6. The Real Anomaly Occurred After the Custom Workflow Returned

The most critical part of the execution trace was not the preceding success logs, but rather:

Plaintext
rest_intercept_returned

After this, a large number of new Zhipu requests still appeared:

Plaintext
http_request_args_before | active=no
http_request_args_after  | active=no
pre_http_request_seen    | active=no

The input length for these requests was only about 1500–2300 characters, closely resembling SlyTranslate’s native translation of small Gutenberg blocks.

And active=no indicated that they were no longer in the custom single-pass content phase.

This meant the actual execution sequence was:

Plaintext
Custom single-pass translation
→ Successfully saved English article
→ Custom callback returned
→ SlyTranslate original REST callback continued execution
→ Native chunked translation started
→ A chunk triggered runaway_output
→ Backend ultimately displayed failure

Therefore, the error seen in the backend was not the result of the first single call, but the result of the second native workflow.

This also explains why:

  • The single content request log showed success;
  • The updated English article already existed in the database;
  • The page still displayed invalid_translation_runaway_output;
  • Dozens of small requests appeared after the error.
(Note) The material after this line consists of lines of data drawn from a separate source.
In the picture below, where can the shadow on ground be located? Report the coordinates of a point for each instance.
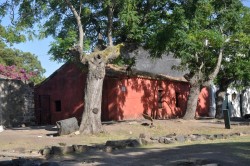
(47, 127)
(223, 154)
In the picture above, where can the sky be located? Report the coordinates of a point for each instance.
(41, 47)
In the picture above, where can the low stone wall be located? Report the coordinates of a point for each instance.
(16, 103)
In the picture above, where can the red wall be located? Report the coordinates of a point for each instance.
(67, 86)
(128, 98)
(123, 98)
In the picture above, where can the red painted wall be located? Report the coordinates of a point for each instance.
(123, 98)
(67, 86)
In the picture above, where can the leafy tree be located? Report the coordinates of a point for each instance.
(235, 69)
(100, 28)
(201, 33)
(18, 64)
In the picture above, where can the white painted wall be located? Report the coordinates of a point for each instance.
(246, 102)
(236, 102)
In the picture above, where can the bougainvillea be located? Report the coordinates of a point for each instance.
(13, 72)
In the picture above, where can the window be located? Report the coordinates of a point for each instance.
(58, 105)
(160, 98)
(177, 100)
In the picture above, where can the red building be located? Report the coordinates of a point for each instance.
(125, 96)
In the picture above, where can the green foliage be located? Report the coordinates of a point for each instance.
(190, 24)
(22, 60)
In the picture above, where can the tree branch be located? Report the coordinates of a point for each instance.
(110, 24)
(80, 29)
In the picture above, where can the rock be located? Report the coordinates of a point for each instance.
(116, 144)
(154, 138)
(180, 138)
(219, 136)
(62, 150)
(123, 143)
(22, 162)
(142, 135)
(6, 163)
(108, 149)
(168, 140)
(133, 143)
(50, 164)
(211, 137)
(67, 126)
(80, 148)
(1, 128)
(161, 140)
(147, 141)
(171, 135)
(77, 133)
(46, 152)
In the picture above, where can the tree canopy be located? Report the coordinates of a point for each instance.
(203, 34)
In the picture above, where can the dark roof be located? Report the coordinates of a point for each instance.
(163, 65)
(145, 67)
(113, 71)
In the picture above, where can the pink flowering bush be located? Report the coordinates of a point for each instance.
(14, 72)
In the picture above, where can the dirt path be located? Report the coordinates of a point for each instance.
(26, 142)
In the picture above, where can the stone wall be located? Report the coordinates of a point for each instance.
(16, 103)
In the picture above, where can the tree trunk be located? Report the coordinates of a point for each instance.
(192, 102)
(91, 118)
(219, 101)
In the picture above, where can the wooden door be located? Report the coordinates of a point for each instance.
(45, 114)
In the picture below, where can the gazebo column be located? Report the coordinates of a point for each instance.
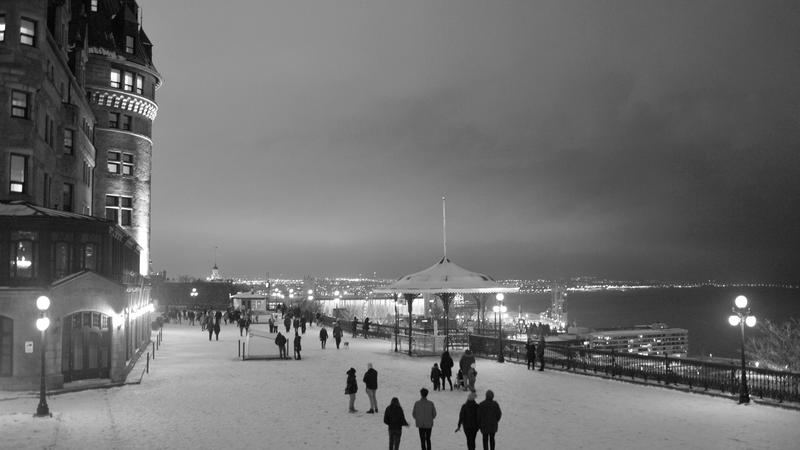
(409, 301)
(446, 297)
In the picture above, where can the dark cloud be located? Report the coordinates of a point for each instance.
(629, 139)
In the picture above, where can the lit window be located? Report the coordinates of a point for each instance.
(27, 32)
(114, 163)
(127, 164)
(128, 81)
(119, 209)
(66, 196)
(23, 254)
(89, 256)
(115, 78)
(69, 136)
(19, 104)
(18, 173)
7. The Problem Lay in the REST Interception Hook

The original custom interception logic was registered at:

PHP
rest_request_before_callbacks

This position allows requests to be inspected or processed before the REST callback executes. However, although this implementation returned the custom translation result, it did not actually prevent SlyTranslate’s route from continuing to execute its original callback.
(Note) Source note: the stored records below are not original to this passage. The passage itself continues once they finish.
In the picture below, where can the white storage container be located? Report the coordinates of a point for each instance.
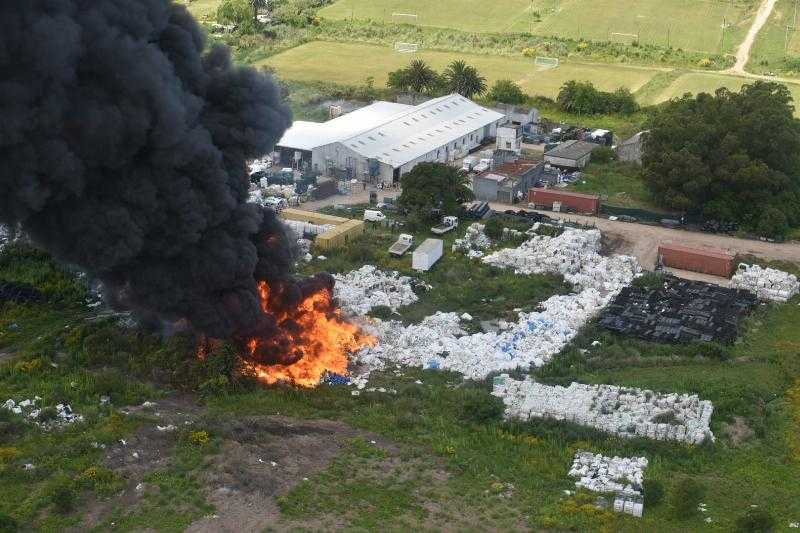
(426, 254)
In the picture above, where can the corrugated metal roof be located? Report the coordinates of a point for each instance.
(309, 135)
(571, 149)
(413, 133)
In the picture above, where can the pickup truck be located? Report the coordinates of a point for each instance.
(402, 245)
(448, 224)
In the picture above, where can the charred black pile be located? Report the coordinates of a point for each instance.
(679, 311)
(11, 291)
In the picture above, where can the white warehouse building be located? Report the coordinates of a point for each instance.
(383, 141)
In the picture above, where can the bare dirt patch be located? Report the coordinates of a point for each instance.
(738, 431)
(263, 458)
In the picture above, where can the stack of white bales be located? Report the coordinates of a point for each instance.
(301, 228)
(599, 473)
(474, 242)
(361, 290)
(536, 336)
(573, 254)
(766, 283)
(621, 411)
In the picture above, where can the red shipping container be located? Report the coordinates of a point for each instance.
(582, 203)
(705, 261)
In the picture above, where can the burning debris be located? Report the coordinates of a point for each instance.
(766, 283)
(125, 141)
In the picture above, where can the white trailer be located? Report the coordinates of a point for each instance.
(426, 254)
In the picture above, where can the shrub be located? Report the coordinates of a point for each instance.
(685, 496)
(755, 521)
(198, 438)
(63, 496)
(653, 492)
(604, 154)
(508, 92)
(482, 408)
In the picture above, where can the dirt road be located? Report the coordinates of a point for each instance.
(743, 52)
(642, 241)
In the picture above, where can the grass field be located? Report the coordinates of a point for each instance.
(774, 44)
(677, 23)
(201, 9)
(619, 183)
(352, 63)
(695, 82)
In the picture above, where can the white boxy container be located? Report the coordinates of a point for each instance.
(426, 254)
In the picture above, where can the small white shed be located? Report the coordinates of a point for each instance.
(426, 254)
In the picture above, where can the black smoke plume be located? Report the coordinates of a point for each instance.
(123, 141)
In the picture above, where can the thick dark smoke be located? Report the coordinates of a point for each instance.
(123, 142)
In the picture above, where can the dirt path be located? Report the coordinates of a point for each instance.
(642, 241)
(743, 52)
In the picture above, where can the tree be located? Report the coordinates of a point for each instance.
(417, 77)
(257, 6)
(730, 156)
(507, 92)
(464, 79)
(434, 186)
(583, 98)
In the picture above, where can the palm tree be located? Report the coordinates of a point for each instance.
(464, 79)
(419, 76)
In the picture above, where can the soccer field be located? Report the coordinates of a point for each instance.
(352, 63)
(691, 25)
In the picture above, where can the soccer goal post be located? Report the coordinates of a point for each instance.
(406, 48)
(627, 38)
(545, 63)
(405, 18)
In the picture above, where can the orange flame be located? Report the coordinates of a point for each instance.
(322, 341)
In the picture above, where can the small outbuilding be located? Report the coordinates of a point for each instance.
(572, 201)
(427, 254)
(507, 182)
(631, 149)
(570, 154)
(706, 260)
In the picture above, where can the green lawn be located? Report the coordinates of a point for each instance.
(618, 183)
(352, 63)
(693, 26)
(451, 462)
(695, 82)
(201, 9)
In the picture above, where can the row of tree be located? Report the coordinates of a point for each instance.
(583, 98)
(728, 156)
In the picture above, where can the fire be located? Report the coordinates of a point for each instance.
(316, 336)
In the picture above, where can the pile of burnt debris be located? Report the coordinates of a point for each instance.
(11, 291)
(679, 311)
As a result, the same REST request effectively executed two workflows.

The fix was to change the interception entry point to:

PHP
rest_dispatch_request

The conceptual change was as follows:

Plaintext
// Original interception point
rest_request_before_callbacks

// Fixed interception point
rest_dispatch_request

At the new dispatch entry point, as long as the custom single-pass translation returns a non-empty result, the WordPress REST Server uses that result directly and no longer continues to invoke SlyTranslate’s original callback.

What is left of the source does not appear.